In this chapter, First Moses explores the aftermath of humanity’s expulsion from Eden and the spiritual restoration offered through divine covenants. The chapter unfolds a redemptive theology rooted in ancient priestly mystery and deeply saturated with symbolism. Through sacred ordinances, angelic revelations, and spiritual echoes of the Divine Name, First Moses reframes the Fall not as a tragic end, but as the cosmic beginning of teshuvah (the return or repentance), tikkun (repair), and eventual divine reunion.
The Return
Throughout the chapter, the word teshuvah appears as a repeated refrain, not merely as individual repentance, but as a cosmic return to the Divine Presence. Adam and Eve’s call to their children to “walk in teshuvah” and their obedience to divine ordinances reflects a Mormon-Kabbalistic belief in repentance as a participatory act in the restoration of divine order. This aligns with the Jewish Kabbalistic idea of tikkun olam (repairing the world) through spiritual return and obedience.

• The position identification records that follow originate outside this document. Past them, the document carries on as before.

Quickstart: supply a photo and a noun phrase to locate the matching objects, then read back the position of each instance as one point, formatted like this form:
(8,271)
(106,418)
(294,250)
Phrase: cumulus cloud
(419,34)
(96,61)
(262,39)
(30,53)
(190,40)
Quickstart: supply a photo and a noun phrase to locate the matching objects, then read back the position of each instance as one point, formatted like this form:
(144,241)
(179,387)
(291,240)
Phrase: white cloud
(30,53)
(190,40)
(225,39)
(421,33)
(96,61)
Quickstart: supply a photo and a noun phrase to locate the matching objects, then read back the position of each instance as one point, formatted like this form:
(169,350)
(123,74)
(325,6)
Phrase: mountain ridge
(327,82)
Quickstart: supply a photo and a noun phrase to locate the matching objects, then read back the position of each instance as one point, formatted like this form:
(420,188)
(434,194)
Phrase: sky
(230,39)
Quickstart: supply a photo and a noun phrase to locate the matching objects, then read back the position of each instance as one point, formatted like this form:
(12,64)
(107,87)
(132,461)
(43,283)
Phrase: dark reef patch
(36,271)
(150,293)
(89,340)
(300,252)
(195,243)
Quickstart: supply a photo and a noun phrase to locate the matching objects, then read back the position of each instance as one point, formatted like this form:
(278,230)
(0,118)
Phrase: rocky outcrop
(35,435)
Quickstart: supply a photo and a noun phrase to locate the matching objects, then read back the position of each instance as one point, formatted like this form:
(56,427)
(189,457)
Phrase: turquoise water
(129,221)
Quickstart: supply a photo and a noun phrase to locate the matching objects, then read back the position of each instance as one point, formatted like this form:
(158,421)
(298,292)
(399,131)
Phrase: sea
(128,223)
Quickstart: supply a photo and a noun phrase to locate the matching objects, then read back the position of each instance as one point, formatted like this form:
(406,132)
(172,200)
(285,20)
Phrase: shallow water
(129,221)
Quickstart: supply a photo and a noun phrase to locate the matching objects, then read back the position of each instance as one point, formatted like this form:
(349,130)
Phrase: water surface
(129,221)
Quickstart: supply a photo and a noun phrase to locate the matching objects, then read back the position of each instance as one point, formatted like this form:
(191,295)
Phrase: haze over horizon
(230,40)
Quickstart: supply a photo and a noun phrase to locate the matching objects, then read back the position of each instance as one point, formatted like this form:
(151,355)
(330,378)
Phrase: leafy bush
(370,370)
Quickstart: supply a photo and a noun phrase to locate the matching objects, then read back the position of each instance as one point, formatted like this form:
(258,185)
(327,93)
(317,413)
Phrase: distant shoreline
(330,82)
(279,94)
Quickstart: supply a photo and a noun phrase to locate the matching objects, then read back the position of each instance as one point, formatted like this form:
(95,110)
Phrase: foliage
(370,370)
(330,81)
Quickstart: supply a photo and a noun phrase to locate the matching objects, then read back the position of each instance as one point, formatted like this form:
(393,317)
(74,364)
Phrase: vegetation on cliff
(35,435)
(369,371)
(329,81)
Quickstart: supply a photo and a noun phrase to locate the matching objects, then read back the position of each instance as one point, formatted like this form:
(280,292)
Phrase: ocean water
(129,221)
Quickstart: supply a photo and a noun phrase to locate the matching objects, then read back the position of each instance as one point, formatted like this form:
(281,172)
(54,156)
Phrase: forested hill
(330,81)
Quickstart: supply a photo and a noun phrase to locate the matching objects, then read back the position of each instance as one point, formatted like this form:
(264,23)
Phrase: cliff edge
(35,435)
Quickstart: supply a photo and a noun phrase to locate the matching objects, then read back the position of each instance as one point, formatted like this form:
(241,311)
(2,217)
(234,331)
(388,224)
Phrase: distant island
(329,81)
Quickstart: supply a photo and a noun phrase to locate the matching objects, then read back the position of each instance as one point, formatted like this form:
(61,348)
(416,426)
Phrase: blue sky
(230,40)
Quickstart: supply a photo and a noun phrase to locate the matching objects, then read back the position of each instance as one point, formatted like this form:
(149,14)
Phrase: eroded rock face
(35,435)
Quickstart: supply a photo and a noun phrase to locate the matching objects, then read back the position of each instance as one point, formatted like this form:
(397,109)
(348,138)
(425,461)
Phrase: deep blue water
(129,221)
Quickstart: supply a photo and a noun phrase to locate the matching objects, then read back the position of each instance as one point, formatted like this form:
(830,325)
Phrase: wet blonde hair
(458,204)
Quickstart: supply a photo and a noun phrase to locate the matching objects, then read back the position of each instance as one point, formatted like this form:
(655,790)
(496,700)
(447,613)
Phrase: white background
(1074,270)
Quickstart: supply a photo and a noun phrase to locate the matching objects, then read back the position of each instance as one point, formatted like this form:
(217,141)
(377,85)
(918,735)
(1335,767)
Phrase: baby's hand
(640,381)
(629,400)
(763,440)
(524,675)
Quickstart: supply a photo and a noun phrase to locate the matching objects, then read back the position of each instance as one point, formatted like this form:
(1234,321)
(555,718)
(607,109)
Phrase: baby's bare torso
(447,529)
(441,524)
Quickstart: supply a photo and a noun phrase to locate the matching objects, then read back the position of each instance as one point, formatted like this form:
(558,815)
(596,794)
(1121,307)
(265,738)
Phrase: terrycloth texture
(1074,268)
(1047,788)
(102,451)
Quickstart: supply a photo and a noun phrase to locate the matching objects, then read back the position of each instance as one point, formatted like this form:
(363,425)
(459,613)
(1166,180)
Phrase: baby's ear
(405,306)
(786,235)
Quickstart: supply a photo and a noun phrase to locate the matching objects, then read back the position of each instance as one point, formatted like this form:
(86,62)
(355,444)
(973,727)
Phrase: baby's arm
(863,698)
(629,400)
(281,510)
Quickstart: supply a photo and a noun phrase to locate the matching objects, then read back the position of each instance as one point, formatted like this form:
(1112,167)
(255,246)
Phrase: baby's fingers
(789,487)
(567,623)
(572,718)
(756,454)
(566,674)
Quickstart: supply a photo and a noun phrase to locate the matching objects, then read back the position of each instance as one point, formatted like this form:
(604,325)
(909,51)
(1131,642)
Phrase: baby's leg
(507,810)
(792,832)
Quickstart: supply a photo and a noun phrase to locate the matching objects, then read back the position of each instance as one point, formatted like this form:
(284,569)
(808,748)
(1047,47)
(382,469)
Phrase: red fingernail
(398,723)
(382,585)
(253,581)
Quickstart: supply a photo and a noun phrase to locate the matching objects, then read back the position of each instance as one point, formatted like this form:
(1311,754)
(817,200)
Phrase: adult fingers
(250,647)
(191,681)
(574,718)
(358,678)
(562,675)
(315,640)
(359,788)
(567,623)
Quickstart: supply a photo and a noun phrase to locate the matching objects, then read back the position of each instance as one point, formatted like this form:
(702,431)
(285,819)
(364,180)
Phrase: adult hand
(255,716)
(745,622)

In Latter Day Saint context, this links to temple ordinances as covenants that ritually enact teshuvah on earth as it is in heaven. Adam and Eve’s blessings and prophecies after the Fall also show that teshuvah is not punitive, but generative and creative, a path to divine joy and posterity.
The Sacrifice
The angel declares the sacrificial rite as a “similitude of the sacrifice of the Yachad Yachid Echad,” a title evoking deep esoteric significance. In Hebrew, “Yachad” denotes unity, “Yachid” signifies the unique or only one (Begotten), and “Echad” emphasizes indivisible oneness. This triple form, echoing Deuteronomy 6:4, “Hear O Israel, THE LORD is our Elohim, THE LORD is unity/united/one,” can be understood by fusing Kabbalistic unity with Mormon Christology. The Yachad Yachid Echad represents Jesus Christ as the archetypal Divine Son, the Firstborn, who mediates between the world of Adam (mankind), the lower world, the earth, and the upper world of the Elohim.
The Spirit’s testimony (“I AM…Aleph Tav”) identifies the Savior as the First and Last, a fusion of Kabbalistic letter-mysticism and the Latter Day Saint theology of eternal Messiahship. This concept reflects how Mormon Kabbalah sees the Savior as the bridge between fragmented worlds, the redeemer who enables re-entry into divine presence through eternal ordinances.
The Light
The text says: “Mankind, having seen the light and comprehending it not, began…to be carnal, sensual, and devilish.” This is a direct reference to Divine Light (Or) in Kabbalistic terms. It is often associated with the Sefirah of Tif’eret. It can also be associated with Binah, the hidden Seforah in Mormon Kabbalah which humans must choose to receive. The light is offered freely, but the decision to “comprehend it not” places humanity in a state of fragmentation. The adversary mimics the Divine (“I am also a Yachad Yachid Echad”), a classic Qliphothic inversion where unholy shells (evil imitations) masquerade as holy forms.
This underscores a Mormon Kabbalistic duality: the agency to choose light or shadow, divine unity or carnal dispersion. Refusal to comprehend light isn’t ignorance but spiritual rebellion against what has already been revealed, echoing Lehi’s teaching that there is opposition in all things (2 Nephi 1:81 [2:11a]).
The Redemption
This chapter is a powerful meditation on the mystery of redemption, wherein the divine pattern for salvation is established through ordinance, sacrifice, and prophetic insight. Adam and Eve, rather than being condemned figures, are elevated as initiates into divine mysteries. Their obedience to unseen commands, their reception of angelic messengers, and their joy in redemption all mark them as archetypes of holy transformation.
Through the lens of Mormon Kabbalah, this chapter reveals teshuvah as both divine invitation and human destiny, the Yachad Yachid Echad as the embodied pathway of eternal return, and the eternal conflict between divine light and counterfeit imitation. Rather than ending in separation, the Fall becomes the sacred beginning of divine repair (tikkun), and the first echo of the Proclamation of Shalom that will one day unite all creation in the Presence of Elohim.